Después de las sorprendentes y tempraneras eliminaciones de los máximos favoritos de Montecarlo 2021, Rafael Nadal y Novak Djokovic, volvía a abrirse una puerta para los ‘Next Gen’ presentes en el torneo. Stefanos Tsitsipas y Andrey Rublev asumían el papel de nuevos favoritos. El griego ya se había visto las caras con Daniel Evans en dos ocasiones, y en ambas superó al británico de manera cómoda. Este hecho postulaba a Tsitsipas como claro favorito para alcanzar la final.
Tsitsipas empezó demostrando su rol, consolidando bien su primer turno de servicio y encontrando las dos primeras opciones de quiebre en el primer turno de saque de Evans. Sin embargo, el británico las supo evitar para no empezar la semifinal con mal pie.
El heleno buscó desde el principio dañar a Evans tirándole bolas altas a su zona de revés. Ese es el principal punto débil del británico, que venía utilizando mucho el ‘slice’ durante todo el torneo. Con esa fórmula, Tsitsipas encontró un break rápido en el primer set, para colocarse 3-1 arriba y con servicio. No obstante, esta ventaja se vio neutralizada instantáneamente, ya que Tsitsipas empezó a cometer errores muy inusuales que le costaron el contrabreak. El set volvía a empezar.
La verdad es que en el primer set parecía más fácil quebrar el saque del rival que mantener el propio. Volvió a quebrar Tsistipas para el 4-2 y, esta vez, sí logró confirmar la rotura y la ventaja en el primer parcial. Daniel Evans se vino abajo después de esto, y regaló su último turno de servicio del primer set con muchos errores groseros. Tsitsipas los aprovechó para meterse en el bolsillo el primer set por 6-2.

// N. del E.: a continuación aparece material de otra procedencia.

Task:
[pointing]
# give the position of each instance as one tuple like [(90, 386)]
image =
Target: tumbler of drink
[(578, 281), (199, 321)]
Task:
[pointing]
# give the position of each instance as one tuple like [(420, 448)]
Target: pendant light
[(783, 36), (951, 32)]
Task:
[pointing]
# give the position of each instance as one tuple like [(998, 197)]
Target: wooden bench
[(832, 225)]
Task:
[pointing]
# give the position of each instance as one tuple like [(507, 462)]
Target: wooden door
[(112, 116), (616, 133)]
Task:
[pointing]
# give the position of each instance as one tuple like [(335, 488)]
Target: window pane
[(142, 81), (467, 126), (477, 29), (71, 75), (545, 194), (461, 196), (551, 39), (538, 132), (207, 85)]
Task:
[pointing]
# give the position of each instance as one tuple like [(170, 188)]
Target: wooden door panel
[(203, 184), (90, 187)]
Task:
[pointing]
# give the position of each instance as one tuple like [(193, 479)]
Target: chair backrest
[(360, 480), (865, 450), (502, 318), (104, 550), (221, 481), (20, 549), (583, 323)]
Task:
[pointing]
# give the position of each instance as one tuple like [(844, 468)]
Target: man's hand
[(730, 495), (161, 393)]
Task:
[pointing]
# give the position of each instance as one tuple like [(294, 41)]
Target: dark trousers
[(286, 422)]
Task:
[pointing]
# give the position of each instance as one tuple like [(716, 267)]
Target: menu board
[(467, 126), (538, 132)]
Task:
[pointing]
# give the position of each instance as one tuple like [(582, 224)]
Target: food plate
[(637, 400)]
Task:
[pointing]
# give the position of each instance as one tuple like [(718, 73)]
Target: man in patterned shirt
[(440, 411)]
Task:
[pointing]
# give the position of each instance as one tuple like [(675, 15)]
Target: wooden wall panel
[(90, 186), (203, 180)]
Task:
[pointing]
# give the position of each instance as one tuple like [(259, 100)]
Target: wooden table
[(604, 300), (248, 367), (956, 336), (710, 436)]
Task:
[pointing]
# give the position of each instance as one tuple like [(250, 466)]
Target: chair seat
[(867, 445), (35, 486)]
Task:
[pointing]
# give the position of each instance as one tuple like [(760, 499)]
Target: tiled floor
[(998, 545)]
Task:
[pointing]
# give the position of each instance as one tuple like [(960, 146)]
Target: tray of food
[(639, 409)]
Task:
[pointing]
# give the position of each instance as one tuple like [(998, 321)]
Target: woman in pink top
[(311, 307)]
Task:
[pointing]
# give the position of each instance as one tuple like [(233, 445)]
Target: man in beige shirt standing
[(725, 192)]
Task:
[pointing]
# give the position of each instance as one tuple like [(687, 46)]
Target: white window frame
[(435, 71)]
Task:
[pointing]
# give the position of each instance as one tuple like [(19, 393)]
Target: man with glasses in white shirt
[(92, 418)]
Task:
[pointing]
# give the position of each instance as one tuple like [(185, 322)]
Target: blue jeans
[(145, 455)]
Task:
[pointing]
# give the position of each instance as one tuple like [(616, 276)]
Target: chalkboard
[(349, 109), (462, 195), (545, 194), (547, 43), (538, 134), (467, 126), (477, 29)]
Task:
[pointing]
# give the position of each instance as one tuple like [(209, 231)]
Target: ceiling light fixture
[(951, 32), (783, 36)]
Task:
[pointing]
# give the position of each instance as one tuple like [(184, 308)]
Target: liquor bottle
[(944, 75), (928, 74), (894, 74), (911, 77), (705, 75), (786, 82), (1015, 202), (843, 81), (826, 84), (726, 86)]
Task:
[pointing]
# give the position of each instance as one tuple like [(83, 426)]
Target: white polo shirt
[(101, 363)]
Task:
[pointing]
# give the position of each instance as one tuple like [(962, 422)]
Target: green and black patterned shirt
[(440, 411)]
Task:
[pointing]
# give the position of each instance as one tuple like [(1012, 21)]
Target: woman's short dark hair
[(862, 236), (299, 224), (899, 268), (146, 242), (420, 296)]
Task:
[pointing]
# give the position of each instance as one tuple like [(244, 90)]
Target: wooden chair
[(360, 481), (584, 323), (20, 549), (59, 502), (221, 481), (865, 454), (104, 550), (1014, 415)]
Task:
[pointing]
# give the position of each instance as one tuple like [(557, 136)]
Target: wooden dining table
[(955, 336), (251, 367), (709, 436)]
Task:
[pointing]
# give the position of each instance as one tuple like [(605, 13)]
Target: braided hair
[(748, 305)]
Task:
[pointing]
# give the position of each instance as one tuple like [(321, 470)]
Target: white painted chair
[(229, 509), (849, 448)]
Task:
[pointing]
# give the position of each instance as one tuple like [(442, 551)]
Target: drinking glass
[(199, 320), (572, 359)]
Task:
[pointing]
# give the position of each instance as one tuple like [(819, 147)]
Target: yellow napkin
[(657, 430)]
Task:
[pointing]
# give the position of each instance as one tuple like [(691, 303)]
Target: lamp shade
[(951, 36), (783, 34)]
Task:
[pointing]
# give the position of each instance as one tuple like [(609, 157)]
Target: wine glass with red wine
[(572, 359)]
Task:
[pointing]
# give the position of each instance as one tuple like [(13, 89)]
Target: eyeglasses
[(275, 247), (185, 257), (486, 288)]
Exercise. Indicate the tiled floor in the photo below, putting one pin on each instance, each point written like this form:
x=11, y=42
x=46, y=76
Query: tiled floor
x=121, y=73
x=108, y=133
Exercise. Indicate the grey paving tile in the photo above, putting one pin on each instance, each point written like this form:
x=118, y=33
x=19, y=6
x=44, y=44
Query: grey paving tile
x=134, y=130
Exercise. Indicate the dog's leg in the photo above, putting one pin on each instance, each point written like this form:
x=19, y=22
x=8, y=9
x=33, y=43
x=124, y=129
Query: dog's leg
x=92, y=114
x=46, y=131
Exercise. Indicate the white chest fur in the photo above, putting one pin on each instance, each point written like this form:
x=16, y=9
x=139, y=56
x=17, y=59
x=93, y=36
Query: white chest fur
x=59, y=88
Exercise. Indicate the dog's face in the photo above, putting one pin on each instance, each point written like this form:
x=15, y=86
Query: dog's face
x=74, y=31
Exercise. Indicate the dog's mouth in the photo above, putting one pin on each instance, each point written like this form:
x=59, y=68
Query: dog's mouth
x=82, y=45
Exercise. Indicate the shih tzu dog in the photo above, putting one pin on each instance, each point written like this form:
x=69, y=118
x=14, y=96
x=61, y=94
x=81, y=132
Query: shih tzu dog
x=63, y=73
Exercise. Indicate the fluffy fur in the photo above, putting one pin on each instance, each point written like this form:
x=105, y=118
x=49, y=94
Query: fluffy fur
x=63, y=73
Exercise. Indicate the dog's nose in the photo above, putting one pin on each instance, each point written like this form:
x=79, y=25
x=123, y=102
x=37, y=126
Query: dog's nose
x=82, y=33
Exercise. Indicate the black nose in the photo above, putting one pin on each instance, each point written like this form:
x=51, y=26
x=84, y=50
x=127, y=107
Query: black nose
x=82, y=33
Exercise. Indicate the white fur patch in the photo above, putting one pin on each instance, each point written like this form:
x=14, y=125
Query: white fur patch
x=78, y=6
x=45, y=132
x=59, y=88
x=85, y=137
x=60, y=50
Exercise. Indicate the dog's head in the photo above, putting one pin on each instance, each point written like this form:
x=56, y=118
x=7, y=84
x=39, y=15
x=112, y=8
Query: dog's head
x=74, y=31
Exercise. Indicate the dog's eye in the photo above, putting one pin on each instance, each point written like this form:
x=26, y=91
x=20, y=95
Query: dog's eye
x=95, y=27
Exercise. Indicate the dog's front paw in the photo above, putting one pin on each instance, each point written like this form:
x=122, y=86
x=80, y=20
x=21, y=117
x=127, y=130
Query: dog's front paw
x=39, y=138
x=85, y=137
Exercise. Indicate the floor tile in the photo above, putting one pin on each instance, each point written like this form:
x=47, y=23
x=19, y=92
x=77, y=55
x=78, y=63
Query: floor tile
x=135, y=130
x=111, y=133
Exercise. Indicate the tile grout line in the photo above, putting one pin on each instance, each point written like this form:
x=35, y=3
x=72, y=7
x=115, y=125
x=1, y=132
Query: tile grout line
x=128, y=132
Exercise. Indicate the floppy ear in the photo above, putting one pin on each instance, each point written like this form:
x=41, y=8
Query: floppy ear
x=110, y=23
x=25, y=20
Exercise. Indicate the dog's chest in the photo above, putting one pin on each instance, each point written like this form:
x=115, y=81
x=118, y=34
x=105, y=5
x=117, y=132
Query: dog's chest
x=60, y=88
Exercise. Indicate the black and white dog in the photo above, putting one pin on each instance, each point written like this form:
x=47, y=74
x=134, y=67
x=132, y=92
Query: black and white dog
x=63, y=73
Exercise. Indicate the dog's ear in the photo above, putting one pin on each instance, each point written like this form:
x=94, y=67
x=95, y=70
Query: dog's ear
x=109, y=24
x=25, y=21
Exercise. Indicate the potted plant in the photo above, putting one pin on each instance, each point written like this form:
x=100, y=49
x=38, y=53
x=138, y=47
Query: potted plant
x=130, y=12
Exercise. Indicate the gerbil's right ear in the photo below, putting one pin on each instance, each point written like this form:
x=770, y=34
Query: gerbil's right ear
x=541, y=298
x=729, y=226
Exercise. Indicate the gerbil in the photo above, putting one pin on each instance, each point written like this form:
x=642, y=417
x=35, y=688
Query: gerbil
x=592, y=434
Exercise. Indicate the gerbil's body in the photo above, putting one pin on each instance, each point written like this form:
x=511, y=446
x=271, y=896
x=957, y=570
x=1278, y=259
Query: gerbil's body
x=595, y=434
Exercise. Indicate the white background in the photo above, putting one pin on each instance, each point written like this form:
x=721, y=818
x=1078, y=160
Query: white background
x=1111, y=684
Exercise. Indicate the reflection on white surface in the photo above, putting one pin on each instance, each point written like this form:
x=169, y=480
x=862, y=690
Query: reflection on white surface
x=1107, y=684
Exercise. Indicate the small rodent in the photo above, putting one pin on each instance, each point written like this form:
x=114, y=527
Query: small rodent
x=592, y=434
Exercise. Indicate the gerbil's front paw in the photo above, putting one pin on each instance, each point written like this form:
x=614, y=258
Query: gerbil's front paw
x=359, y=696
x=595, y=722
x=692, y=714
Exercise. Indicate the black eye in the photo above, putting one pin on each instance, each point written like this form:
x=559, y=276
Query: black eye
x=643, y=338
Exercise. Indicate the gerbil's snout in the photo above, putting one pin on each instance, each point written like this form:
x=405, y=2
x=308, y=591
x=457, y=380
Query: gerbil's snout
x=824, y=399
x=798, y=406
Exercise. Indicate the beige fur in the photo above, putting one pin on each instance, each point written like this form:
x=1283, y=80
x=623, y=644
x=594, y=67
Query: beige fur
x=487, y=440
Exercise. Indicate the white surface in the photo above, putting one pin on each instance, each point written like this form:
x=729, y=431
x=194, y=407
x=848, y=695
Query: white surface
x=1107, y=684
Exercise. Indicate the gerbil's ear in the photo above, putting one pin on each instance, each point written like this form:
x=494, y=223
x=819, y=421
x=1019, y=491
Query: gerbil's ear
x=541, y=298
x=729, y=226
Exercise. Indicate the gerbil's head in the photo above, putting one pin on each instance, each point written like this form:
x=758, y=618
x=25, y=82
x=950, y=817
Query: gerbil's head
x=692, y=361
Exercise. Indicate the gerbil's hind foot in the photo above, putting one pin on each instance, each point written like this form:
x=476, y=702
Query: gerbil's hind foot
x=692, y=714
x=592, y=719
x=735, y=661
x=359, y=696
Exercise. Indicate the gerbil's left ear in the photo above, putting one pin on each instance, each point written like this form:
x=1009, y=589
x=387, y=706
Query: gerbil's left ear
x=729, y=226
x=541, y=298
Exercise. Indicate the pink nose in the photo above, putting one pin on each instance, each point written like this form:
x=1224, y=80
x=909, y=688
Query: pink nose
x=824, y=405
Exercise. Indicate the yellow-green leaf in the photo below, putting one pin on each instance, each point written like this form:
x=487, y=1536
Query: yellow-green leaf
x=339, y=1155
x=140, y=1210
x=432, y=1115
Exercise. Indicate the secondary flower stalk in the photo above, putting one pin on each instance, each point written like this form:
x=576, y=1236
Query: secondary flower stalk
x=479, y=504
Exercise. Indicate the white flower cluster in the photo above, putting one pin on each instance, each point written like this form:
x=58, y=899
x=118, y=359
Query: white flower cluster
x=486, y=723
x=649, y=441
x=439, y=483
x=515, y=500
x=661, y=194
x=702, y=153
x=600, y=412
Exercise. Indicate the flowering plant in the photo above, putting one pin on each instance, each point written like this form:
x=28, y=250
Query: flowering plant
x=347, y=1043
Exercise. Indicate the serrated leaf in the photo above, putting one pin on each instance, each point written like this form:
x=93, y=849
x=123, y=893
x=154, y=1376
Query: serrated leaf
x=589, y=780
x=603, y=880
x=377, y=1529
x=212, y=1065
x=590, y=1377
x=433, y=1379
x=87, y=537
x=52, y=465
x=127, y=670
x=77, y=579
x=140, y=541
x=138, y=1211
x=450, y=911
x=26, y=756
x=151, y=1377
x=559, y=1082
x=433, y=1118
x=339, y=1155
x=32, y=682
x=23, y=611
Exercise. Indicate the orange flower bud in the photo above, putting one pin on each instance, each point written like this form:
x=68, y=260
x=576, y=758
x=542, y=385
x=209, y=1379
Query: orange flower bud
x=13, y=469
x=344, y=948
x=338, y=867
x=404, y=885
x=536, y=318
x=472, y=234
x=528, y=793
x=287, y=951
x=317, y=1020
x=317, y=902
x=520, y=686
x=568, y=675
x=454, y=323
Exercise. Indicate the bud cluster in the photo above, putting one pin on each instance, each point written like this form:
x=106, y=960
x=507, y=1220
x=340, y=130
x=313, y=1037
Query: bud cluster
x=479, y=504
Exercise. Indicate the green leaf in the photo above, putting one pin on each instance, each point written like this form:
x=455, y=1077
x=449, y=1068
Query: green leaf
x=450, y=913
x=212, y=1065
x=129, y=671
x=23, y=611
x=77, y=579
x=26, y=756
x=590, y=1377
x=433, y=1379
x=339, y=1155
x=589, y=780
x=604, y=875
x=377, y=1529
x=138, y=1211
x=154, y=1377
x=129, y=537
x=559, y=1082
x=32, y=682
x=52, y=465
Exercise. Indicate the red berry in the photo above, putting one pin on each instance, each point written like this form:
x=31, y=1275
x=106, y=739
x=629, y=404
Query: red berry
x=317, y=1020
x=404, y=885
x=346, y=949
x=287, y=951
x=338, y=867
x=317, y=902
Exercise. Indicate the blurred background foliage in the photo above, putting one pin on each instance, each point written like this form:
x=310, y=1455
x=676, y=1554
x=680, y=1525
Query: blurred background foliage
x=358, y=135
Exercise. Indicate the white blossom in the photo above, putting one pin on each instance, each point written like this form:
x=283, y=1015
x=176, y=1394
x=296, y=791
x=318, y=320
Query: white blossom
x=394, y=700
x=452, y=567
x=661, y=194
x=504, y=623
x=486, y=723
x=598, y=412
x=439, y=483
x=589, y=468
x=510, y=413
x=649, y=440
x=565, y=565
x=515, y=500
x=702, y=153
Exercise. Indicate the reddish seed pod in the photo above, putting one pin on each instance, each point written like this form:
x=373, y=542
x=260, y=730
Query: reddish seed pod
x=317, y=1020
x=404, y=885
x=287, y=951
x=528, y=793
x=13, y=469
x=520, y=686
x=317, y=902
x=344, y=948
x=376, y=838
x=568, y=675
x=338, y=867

Después de un gran final de primer set, Tsitsipas soltó el brazo y empezó a minimizar dudas y a hacer valer mucho más sus armas. Hizo sufrir mucho a Evans en todos sus turnos de saque, acumulando muchísimas opciones de rotura que el griego no desaprovechó. Rápidamente logró volver a ponerse en ventaja en el segundo parcial, rompiendo para colocarse 3-1 arriba y con saque.
Tsitsipas espera rival entre Rublev y Ruud
Evans no conseguiría ni un juego más, ni en el set ni en el partido (6-2 y 6-1). Tsitsipas jugó un segundo set impecable para disipar las pocas dudas que dejó en el primero y clasificarse así para la tercera final de Masters 1000 de su carrera.